I ended up having to do a bit of creative fabric cutting, as my fabric piece was a tiny bit less than required, so I ate into the side seams a bit. However, there is enough ease to go down even more, as you can see, it’s quite baggy.
The only notable change omitting the centre front seam, I cut it on the fold. I wasn’t sure how the fabric will sew, so I didn’t want to worry about puckered seams on my front. Well, not that I can live with them on my back, but less I see, less I stress if they went wrong.
I also used the regular t-shirt band insertion method and used the coverstich to top stitch it down. They were instructing you to hand stitch and I’m certainly not doing that! I’d rather unpick coverstitches twenty times over, haha!

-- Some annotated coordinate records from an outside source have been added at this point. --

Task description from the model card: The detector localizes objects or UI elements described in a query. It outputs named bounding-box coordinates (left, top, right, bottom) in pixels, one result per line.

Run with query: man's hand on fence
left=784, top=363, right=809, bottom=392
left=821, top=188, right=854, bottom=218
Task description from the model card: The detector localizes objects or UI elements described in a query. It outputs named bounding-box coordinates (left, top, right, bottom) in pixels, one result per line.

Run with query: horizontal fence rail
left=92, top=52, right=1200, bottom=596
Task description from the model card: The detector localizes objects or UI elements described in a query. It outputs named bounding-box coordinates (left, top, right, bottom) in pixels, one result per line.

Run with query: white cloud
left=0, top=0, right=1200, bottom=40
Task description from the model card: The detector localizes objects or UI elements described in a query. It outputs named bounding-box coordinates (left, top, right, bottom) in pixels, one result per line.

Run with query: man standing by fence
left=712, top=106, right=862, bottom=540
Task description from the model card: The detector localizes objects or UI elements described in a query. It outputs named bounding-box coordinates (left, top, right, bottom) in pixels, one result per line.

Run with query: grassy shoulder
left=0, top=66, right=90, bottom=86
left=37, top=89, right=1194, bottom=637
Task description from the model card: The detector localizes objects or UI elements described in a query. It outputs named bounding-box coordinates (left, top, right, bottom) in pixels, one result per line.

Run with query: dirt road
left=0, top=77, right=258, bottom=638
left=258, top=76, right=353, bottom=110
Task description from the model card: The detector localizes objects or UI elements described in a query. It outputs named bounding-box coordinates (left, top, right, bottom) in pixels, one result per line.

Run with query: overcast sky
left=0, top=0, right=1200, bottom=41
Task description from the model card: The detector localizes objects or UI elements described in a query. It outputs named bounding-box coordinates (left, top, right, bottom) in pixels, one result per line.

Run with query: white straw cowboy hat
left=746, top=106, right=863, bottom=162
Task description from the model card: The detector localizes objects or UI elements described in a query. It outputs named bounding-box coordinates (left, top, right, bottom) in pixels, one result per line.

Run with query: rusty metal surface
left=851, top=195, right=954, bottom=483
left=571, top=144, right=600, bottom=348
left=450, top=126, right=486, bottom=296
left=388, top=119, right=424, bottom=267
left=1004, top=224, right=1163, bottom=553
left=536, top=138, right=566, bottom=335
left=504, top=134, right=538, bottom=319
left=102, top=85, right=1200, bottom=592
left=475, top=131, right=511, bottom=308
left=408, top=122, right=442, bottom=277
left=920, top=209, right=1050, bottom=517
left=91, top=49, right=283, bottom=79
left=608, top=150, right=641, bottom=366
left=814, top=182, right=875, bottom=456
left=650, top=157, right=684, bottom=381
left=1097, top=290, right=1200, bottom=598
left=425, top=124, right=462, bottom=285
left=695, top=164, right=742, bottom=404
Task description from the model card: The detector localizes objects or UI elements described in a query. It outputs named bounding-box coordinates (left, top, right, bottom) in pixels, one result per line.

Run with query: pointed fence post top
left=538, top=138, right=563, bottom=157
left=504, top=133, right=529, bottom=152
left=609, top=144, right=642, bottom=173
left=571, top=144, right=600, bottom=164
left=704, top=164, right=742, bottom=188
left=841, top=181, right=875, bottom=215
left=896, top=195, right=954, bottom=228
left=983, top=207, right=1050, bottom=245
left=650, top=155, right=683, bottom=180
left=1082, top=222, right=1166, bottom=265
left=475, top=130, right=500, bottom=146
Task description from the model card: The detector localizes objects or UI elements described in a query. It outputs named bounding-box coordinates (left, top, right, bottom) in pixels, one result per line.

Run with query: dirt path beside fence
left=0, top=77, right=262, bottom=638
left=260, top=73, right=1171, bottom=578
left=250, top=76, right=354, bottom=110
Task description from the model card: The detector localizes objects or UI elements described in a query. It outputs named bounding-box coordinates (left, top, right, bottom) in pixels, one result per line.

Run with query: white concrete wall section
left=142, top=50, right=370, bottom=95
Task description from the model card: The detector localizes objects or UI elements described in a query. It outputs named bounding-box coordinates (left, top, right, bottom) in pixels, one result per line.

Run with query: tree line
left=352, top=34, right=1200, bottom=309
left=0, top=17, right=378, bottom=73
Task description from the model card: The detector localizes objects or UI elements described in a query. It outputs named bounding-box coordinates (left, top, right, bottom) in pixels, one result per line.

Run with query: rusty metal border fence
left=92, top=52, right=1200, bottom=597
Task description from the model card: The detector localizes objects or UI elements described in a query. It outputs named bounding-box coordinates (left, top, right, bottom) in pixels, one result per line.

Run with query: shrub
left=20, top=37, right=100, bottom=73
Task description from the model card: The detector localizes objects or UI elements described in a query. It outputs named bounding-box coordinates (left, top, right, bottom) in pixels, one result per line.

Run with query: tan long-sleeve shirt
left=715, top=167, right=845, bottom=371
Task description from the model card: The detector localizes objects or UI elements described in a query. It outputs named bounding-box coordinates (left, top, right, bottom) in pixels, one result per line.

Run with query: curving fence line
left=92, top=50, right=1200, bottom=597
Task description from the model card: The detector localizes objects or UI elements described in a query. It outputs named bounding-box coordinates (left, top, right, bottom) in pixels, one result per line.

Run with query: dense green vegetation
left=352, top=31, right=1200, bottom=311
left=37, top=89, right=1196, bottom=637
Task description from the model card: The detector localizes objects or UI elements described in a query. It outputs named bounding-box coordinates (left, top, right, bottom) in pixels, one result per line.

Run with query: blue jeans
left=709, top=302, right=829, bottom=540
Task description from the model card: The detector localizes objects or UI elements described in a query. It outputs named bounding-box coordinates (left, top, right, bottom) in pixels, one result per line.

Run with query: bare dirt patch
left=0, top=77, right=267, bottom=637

This was the last project I sewed with my old Brother 1034D before I gave it away, sniff! But I got a shiny new Babylock Enlighten instead, so I wasn’t sad for too long :).
I reinforced the shoulder seams with iron-on 1/4” tape, as the overlocker did not want to sew the clear elastic for some reason. However you decide to do it, make sure you do reinforce, as the weight of the sleeves does hang off this seams and they will stretch out.
So, everything was sewn together with the overlocker, except for the neckband, and bottom hem and sleeve hems, which were coverstitched.
On the hems, I added a band which was then topstitched in place with the coverstich. Somehow the front hem was a bit wonky and this really helped to keep a nice, straight line. Also, I think it helps the garment hang nicer. The fabric is quite light and fluffy, so it benefits from a bit of weight. The sleeves were just turned over and topstitched with a two needles coverstitch.
The one watch-out would be to make sure you mark the slit ends carefully, as I forgot about them and could not understand why the back and front pieces don’t match. Then I tweaked that there was a slit and the sides were not the same length.
Wear & Style
This is my new favourite colour this autumn, and I want to wear it all the time! In fact, I have already worn this jumper loads since I finished it last week. I probably need to sew myself something else in this colour for a little variation. I just feel so nice and snuggly in it, but because of the metallic thread, it also looks nicer than just a regular sweatshirt.
So far, I have styled it with tight jeans, like in these pictures and also with a pair of dark culottes and a pair of faux leather trousers. I love the loose/tight combo, but it equally goes great with something looser. There is something about an oversized jumper that goes great with leather. So here I am wearing it with my fitted leather jacket, but I also wore it with a more masculine looking biker jacket.
What else I love about this one? I got so many disbelieving comments when I told people I made it. Everyone thought it was RTW, and to me, that is a compliment!
P.S. Hope you’re appreciating my matching socks combo, I’ve had these ages but only just got a chance to show them some love! ‘Tis the colour palette season :).
Pattern: Burda Style Magazine Oversize V-Neck Sweater 12/2015 #118A – also available in PDF on the BurdaStyle website. Size 38, with 1/4” SA
Fabric: Poly knit jersey with metallic thread from Abakhan
Alterations: Removed the centre front seam (cut on the fold); finished the neckline with a visible band (t-shirt) and used the coverstitch to finish neckline, hem and sleeves.
Next time: Maybe go one size down.
Other versions: Only one other review I could find on Pattern Review.